International leaders also criticized the proposal. Britain’s minister for the Middle East and North Africa, Hamish Falconer, has said he was “appalled” by the idea.
“Palestinian territory must not be reduced,” Falconer wrote on X. “Civilians must be able to return to their communities.”
The West Bank-based Palestinian Authority also castigated the plan, with its foreign ministry saying: “The humanitarian city has nothing to do with humanity.”
That view was echoed by UNRWA, the United Nations agency for Palestinian refugees and their descendants, which Israel accuses of collaborating with Hamas.

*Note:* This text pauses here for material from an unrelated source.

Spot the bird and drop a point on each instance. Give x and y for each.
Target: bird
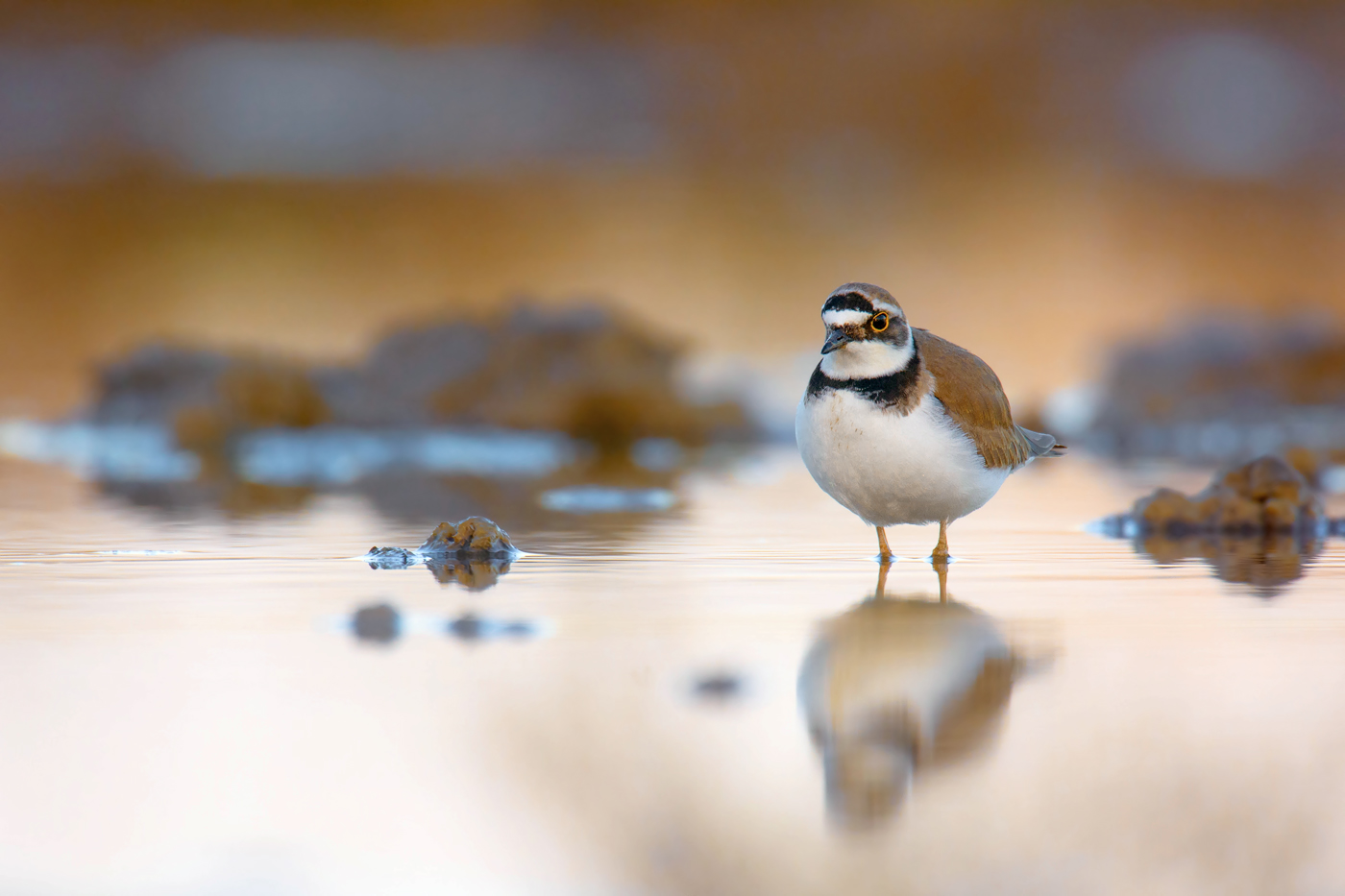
(903, 426)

The agency said the “plan would de-facto create massive concentration camps at the border with Egypt.”
A Palestinian official with knowledge of the ongoing ceasefire talks in Qatar told AFP that Hamas rejected plans to concentrate Palestinians in a small part of the south, viewing it as “preparation for forcibly displacing them to Egypt or other countries.”
The talks with Hamas, which are currently said to be at an impasse, were also on the agenda for Sunday night’s limited security cabinet meeting. Attendees had been due to discuss new IDF withdrawal maps intended for presentation to mediators in Doha. Despite the updated blueprint, Channel 12 reported concern within the political echelon that the new plans may still fall short of producing a breakthrough in negotiations.